Iduna does not interfere with NMDA-induced changes in Ca²⁺ or mitochondrial Ca²⁺ loading, but prevents AIF translocation and reductions in mitochondrial membrane potential (Δψ_m). (a) Ca2+ influx imaged in primary cortical neurons expressing GFP, GFP-Iduna or GFP-Iduna-YRAA assessed by the Ca²⁺-sensitive fluorochrome fluo-5F (2.0 μM) over time. Intensity gain in these neurons was reduced to avoid saturation effects because of the spectral overlap between GFP and fluo-5F. (b) Graphic representation of Ca²⁺ influx before and after 500 μM NMDA. *p < 0.05 by ANOVA with Tukey-Kramer’s posthoc test. (c) Assessment of mitochondrial Ca²⁺ uptake in isolated mitochondria incubated with or without recombinant Iduna protein (top panels) or digitonin permeabilized MCF7 cells expressing GFP-Iduna or GFP-Iduna-YRAA (bottom panels), using Calcium green-5N as an indicator of free Ca²⁺. Experiments were repeated twice with similar results (d) Representative confocal photomicrographs of NMDA-induced AIF translocation in cortical neurons expressing GFP, GFP-Iduna or GFP-Iduna-YRAA. AIF immunoreactivity (red), DAPI (blue) scale bar = 20 μm (e) Immunoblot analysis of subcellular fractionations from cortical cultures treated as indicated in (d) for AIF. PARP-1, nuclear fraction, COX IV post-nuclear mitochondrial fraction.
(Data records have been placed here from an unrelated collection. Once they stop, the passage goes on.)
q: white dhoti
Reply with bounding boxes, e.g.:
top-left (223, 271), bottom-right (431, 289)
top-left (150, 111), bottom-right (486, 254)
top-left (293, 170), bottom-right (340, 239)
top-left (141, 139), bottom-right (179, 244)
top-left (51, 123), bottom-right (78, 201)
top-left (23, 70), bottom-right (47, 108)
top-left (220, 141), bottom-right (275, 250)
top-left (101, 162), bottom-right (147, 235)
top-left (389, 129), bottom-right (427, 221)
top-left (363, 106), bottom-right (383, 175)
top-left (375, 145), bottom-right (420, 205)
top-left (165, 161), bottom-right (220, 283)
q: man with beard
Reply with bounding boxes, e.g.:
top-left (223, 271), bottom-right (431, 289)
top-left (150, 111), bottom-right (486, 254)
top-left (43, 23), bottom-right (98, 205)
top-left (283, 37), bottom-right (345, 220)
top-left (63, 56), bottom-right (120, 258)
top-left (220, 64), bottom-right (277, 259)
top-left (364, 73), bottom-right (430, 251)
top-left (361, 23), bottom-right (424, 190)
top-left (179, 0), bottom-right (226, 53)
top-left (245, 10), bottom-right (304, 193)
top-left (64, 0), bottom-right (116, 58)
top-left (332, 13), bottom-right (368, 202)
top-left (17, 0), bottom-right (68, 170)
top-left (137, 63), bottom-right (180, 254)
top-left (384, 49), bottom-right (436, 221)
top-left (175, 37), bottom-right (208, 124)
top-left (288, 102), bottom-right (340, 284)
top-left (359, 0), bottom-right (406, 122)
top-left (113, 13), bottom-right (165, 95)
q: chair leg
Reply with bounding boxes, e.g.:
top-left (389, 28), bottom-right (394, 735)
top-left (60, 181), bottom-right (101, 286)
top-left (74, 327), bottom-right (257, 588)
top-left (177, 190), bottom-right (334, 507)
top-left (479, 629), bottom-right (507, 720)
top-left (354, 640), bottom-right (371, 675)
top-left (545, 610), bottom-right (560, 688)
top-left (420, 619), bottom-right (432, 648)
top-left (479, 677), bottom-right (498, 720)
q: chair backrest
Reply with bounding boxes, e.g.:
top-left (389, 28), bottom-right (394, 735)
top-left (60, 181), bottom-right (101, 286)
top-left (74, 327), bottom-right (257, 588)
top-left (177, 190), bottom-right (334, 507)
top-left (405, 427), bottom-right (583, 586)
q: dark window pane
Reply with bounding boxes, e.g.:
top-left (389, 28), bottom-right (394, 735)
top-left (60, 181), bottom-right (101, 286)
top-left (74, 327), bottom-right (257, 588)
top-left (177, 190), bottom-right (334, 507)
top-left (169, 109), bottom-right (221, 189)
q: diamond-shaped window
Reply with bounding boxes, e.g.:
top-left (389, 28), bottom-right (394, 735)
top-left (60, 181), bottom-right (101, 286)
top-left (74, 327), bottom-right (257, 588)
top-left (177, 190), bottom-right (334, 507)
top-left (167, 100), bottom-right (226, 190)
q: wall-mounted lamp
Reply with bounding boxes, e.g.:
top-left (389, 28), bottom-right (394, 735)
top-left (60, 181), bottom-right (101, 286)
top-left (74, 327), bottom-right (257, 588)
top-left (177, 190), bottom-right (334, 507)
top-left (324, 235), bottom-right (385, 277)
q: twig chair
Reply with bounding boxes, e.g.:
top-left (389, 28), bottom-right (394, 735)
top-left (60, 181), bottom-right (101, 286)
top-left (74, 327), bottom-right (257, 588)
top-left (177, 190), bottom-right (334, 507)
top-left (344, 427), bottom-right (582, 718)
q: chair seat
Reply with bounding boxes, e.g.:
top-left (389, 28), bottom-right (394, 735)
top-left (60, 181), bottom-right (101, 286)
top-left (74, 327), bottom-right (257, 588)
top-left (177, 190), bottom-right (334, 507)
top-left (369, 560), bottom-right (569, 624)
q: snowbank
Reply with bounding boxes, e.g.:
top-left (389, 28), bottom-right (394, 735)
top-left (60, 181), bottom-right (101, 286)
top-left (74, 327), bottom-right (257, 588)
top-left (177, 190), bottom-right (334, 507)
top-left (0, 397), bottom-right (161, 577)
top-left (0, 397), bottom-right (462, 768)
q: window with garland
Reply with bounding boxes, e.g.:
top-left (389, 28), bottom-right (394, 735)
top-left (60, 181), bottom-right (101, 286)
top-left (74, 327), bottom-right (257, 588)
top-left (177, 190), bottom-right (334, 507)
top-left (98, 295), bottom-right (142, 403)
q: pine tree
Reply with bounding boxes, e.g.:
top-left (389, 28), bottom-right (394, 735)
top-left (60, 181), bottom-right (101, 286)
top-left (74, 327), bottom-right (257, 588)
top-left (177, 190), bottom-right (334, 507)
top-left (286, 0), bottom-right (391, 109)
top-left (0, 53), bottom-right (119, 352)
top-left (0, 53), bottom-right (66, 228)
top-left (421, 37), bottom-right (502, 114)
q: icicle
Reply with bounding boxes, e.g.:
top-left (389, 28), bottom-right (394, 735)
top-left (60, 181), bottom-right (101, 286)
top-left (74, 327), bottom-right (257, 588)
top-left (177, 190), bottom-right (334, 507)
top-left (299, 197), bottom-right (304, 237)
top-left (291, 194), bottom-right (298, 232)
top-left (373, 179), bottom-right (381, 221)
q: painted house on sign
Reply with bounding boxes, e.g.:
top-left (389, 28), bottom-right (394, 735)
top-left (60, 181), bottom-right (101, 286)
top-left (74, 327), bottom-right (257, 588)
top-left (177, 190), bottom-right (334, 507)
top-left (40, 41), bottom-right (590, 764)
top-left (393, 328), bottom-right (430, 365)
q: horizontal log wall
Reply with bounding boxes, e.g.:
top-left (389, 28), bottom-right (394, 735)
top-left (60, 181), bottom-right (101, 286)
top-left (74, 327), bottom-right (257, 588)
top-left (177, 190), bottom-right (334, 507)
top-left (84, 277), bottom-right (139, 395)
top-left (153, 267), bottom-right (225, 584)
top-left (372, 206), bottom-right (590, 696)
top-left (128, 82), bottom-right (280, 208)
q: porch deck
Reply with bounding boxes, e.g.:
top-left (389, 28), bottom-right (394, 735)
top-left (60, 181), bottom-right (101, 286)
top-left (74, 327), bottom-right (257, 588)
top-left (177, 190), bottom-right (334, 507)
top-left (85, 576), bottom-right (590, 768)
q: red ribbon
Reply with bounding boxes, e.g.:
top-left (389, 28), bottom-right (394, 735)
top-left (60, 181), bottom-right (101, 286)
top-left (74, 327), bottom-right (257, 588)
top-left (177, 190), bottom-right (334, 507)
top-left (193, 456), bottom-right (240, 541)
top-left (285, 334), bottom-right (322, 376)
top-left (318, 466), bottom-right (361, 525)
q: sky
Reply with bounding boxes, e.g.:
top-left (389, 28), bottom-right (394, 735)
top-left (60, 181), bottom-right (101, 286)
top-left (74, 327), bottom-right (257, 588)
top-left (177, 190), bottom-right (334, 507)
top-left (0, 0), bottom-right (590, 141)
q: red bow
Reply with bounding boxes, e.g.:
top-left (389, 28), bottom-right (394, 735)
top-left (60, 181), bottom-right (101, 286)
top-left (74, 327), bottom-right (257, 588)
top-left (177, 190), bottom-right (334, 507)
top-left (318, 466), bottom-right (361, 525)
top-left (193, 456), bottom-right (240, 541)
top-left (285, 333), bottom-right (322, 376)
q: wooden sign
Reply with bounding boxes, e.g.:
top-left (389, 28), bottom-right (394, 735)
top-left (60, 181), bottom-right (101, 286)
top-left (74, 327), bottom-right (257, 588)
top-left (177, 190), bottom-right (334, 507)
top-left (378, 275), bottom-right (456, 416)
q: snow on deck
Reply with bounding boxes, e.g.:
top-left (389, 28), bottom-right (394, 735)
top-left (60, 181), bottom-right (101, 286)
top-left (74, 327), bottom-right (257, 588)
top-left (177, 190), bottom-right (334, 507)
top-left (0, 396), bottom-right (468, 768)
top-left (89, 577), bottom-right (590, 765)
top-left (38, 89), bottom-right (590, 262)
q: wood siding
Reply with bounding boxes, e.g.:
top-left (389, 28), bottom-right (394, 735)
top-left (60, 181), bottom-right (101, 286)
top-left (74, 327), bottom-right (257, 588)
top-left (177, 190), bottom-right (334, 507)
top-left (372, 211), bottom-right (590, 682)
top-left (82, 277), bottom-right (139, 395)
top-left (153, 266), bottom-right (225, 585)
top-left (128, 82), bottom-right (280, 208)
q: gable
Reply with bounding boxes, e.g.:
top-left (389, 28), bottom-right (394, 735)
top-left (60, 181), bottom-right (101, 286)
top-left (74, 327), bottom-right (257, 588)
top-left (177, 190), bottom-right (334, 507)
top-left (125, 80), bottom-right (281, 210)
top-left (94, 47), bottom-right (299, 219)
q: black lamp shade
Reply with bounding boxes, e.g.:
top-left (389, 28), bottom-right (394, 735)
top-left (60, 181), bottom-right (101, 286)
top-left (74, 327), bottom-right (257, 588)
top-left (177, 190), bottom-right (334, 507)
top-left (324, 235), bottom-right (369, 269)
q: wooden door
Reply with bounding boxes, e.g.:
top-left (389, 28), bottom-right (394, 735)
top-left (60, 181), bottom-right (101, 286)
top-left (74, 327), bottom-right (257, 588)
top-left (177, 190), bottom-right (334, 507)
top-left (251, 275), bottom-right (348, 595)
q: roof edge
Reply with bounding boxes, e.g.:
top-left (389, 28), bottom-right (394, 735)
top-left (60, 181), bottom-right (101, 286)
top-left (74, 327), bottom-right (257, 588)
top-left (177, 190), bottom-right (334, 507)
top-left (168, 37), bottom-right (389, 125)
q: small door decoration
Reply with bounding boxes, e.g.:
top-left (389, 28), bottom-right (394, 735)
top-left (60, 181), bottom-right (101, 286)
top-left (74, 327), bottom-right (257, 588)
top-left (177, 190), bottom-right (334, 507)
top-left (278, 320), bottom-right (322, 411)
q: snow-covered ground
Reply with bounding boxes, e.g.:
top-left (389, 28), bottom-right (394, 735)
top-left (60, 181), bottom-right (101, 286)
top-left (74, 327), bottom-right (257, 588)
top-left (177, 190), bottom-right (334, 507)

Data were repeated three times with similar results. (f) Quantification of AIF immunoblot analysis in (e). Data are the mean ± SEM from three experiments, *p < 0.05 vs NT after NMDA treatment by ANOVA with Tukey-Kramer’s posthoc test. (g) Analysis of Δψ_m, using TMRM live imaging in primary cortical neurons expressing GFP, GFP-Iduna or GFP-Iduna-YRAA. Neurons were treated with either 500 μM NMDA or CSS, *p < 0.05 (h) Graph shows loss of Δψ_m (TMRM fluorescence) before and after 20 min of NMDA application. *p < 0.05. Significance determined by ANOVA with Tukey-Kramer’s posthoc test.